Video speaks out about access for everyone
11 April 2016
“The good thing about being focused on access and accessibility is that you create a better experience for everybody,” says Philip Patston, Managing Director of Diversity New Zealand.
Philip is one of several disabled people speaking on a video about the importance of providing access to the arts for everyone in society. Others include Deaf filmmaker Jared Flitcroft, PhD candidate and wheelchair user Leechin Heng, and disability consultant Paul Brown, who is blind.
“As people with access needs, we’re not out there in audiences or on the stage, or putting our work on the walls,” Philip says. “If we’re not there, people will forget about us. If there’s no perceived reason to do anything differently, people won’t do it differently.
“I find when I go places regularly, people get to know me. They know I need a straw in my wine. As I become more known, the way I get treated becomes better and better.”

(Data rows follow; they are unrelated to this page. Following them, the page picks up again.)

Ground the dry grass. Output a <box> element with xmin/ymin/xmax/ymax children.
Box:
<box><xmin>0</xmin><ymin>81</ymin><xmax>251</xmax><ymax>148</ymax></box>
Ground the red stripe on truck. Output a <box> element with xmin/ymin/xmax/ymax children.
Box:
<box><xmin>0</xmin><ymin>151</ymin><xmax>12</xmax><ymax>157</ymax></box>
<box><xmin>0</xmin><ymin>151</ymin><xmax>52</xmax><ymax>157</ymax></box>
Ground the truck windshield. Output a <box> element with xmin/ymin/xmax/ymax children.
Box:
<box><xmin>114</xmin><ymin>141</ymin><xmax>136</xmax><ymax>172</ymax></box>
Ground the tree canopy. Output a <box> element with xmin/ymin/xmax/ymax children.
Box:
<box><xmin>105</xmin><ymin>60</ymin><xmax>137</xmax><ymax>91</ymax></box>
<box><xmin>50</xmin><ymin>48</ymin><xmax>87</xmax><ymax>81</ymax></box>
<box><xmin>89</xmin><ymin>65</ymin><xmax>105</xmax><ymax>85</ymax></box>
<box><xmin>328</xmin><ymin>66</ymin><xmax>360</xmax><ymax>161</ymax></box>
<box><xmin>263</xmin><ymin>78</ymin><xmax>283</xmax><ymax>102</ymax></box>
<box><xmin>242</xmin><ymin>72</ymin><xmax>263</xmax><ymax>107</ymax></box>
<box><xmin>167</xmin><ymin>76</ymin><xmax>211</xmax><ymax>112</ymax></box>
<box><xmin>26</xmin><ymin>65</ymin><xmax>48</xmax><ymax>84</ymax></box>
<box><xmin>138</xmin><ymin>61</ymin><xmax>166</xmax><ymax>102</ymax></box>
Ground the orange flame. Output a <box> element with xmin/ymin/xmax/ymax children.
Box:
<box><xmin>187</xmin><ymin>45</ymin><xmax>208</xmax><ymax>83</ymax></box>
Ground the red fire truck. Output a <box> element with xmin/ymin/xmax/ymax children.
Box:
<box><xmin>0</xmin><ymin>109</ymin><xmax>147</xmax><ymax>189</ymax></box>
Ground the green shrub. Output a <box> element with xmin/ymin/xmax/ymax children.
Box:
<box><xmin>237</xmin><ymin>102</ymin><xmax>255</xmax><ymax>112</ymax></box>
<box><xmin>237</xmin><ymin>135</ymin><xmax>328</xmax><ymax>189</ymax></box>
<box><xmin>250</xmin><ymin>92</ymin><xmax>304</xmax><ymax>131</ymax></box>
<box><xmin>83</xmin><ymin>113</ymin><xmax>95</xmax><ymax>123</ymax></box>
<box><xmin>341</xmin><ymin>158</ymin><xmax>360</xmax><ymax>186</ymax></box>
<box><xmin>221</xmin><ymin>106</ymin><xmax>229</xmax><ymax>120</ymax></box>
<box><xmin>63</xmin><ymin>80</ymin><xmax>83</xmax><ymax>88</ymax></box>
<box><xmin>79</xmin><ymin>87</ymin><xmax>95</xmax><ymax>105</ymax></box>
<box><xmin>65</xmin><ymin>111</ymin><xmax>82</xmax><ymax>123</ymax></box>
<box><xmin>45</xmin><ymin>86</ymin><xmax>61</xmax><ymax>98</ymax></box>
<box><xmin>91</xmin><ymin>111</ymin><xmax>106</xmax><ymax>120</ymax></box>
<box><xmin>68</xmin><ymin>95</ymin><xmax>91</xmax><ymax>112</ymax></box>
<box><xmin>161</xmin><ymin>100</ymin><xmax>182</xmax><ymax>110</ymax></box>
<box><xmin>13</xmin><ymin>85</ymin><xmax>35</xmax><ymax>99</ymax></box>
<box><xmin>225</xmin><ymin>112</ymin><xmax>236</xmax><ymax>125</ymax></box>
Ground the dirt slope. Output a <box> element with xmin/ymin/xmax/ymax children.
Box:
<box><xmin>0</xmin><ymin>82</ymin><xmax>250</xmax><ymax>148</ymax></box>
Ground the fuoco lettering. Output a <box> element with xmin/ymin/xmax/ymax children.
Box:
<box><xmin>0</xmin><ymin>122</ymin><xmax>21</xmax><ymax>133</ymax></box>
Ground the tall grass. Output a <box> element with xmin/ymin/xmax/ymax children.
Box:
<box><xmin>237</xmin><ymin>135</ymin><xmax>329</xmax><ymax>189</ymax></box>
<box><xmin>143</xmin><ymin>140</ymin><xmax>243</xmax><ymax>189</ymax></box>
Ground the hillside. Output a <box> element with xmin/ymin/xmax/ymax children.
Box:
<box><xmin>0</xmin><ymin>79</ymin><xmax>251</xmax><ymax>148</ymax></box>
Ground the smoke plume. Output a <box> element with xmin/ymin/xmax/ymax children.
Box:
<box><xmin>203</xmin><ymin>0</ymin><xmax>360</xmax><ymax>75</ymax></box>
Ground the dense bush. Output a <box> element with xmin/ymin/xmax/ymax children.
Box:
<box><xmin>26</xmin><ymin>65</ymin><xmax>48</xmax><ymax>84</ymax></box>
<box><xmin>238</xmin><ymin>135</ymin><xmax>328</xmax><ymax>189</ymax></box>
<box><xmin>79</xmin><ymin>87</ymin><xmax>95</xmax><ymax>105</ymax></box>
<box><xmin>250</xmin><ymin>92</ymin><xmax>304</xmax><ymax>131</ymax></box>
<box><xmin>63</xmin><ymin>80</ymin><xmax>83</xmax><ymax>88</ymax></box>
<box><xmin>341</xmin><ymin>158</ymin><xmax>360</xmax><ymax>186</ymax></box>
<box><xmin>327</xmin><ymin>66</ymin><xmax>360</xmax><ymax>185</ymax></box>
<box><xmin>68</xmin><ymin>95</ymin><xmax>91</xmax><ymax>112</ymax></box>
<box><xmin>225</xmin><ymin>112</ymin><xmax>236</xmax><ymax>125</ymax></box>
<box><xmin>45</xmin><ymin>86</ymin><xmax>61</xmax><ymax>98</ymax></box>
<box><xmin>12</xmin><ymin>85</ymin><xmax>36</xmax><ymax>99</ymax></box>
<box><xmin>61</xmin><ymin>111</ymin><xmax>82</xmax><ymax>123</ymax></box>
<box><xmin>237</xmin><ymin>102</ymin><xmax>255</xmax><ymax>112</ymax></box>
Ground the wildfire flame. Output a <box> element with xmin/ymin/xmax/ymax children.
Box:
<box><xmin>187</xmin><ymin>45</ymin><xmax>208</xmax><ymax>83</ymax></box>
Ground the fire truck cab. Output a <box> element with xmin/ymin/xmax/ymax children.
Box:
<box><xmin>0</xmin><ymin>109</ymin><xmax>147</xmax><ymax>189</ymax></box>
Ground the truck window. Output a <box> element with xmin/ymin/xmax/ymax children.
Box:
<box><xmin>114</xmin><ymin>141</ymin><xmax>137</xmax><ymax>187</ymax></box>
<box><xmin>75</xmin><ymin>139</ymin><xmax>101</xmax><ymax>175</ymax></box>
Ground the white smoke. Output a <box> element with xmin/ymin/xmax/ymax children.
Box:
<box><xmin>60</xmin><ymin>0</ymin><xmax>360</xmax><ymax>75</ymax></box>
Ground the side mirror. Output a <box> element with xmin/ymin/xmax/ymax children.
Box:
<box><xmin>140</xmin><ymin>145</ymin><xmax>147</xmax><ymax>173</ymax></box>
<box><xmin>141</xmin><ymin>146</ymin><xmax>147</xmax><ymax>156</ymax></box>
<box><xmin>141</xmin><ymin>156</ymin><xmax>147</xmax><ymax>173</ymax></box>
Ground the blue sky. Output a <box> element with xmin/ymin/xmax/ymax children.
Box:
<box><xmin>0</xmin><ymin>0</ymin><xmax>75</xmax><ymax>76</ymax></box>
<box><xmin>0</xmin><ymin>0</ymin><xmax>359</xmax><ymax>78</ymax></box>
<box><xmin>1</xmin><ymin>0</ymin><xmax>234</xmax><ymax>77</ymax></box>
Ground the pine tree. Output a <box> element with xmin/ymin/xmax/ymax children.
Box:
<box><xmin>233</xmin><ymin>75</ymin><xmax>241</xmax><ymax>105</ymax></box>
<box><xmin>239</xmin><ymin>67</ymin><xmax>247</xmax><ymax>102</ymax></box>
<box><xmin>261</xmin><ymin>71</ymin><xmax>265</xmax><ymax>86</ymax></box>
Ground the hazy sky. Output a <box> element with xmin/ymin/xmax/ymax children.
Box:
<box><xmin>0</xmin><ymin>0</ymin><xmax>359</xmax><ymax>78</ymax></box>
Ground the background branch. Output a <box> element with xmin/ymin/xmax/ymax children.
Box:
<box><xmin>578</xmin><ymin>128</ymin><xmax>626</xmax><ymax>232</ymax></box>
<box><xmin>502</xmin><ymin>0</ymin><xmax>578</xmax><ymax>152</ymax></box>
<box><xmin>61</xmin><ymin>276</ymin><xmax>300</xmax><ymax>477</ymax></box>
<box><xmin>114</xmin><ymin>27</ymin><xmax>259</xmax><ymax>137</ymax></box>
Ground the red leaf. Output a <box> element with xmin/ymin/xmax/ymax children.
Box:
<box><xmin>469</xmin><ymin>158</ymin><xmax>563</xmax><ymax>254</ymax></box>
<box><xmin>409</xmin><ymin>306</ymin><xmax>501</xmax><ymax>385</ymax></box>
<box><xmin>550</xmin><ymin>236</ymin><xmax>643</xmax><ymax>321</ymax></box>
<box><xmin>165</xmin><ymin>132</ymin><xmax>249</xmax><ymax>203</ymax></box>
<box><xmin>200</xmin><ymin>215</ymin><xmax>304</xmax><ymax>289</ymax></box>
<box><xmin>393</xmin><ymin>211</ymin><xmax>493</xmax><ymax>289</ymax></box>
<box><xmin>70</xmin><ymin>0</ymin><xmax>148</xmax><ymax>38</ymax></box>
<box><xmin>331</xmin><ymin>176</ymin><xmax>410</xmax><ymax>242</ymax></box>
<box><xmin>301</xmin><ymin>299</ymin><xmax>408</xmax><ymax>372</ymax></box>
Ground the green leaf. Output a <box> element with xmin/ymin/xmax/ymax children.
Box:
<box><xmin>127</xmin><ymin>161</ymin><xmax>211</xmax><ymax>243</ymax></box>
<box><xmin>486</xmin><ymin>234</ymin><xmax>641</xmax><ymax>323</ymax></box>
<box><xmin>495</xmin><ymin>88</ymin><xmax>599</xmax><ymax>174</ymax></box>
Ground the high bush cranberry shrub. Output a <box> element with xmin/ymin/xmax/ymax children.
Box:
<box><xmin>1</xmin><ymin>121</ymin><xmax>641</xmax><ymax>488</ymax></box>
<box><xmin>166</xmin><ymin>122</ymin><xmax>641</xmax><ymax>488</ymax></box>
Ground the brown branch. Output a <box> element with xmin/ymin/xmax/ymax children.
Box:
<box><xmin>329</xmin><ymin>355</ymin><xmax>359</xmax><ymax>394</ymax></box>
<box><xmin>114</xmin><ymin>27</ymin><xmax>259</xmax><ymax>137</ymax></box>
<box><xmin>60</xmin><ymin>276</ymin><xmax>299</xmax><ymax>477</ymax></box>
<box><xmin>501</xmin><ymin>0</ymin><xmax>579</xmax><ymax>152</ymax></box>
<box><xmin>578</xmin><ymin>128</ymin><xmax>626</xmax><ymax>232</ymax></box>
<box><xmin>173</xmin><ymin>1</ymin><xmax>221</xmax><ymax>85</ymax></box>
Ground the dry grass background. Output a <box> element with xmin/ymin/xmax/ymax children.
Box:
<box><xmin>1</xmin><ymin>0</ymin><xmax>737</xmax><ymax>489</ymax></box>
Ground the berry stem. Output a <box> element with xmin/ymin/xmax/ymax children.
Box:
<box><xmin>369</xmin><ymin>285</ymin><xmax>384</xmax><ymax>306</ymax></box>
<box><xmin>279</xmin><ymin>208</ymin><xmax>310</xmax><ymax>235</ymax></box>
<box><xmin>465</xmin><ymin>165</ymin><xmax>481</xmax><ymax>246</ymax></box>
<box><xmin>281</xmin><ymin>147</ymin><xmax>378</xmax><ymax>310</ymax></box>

The 12-minute video is part of a project called Arts Access Advocates: A National Partnership, which also includes a website and a symposium. The project was funded through the Ministry of Social Development’s Think Differently campaign.
Richard Benge, Executive Director, Arts Access Aotearoa, says the Think Differently funding enabled the organisation to work with Deaf and disabled people, developing some valuable skills and tools to advocate for increased access to the arts.
The video was made by Lala Rolls of Island Productions Aotearoa. “It was an absolute pleasure to interview such articulate and talented people. I would love to make a full-length documentary because the people I talked to had so much to share and I felt they could teach us a lot about ourselves and being comfortable in our own skins.”
The video also covers audio description for blind and partially sighted people. Aucklander Paul Brown talks about the value of audio description. “I learn something new every time I go to an audio described performance ... And I’m a huge fan of touch tours.”
The video moves to Christchurch and takes the viewer into the Isaac Theatre Royal, which was rebuilt after the Christchurch earthquakes. Here, Leechin Heng and Jared Flitcroft talk about the view from the auditorium and go on to the stage.
Jared talks about the importance of New Zealand Sign Language interpretation to interpret the arts. “Commmunication is very important,” he says. “I love having access to art.”
And Neil Cox, Chief Executive, Isaac Theatre Royal, says no one should be excluded from the theatre. “The theatre is a space for the community and always has been since it was built in 1908.”
Arts Access Aotearoa would like to thank everyone involving in making this video.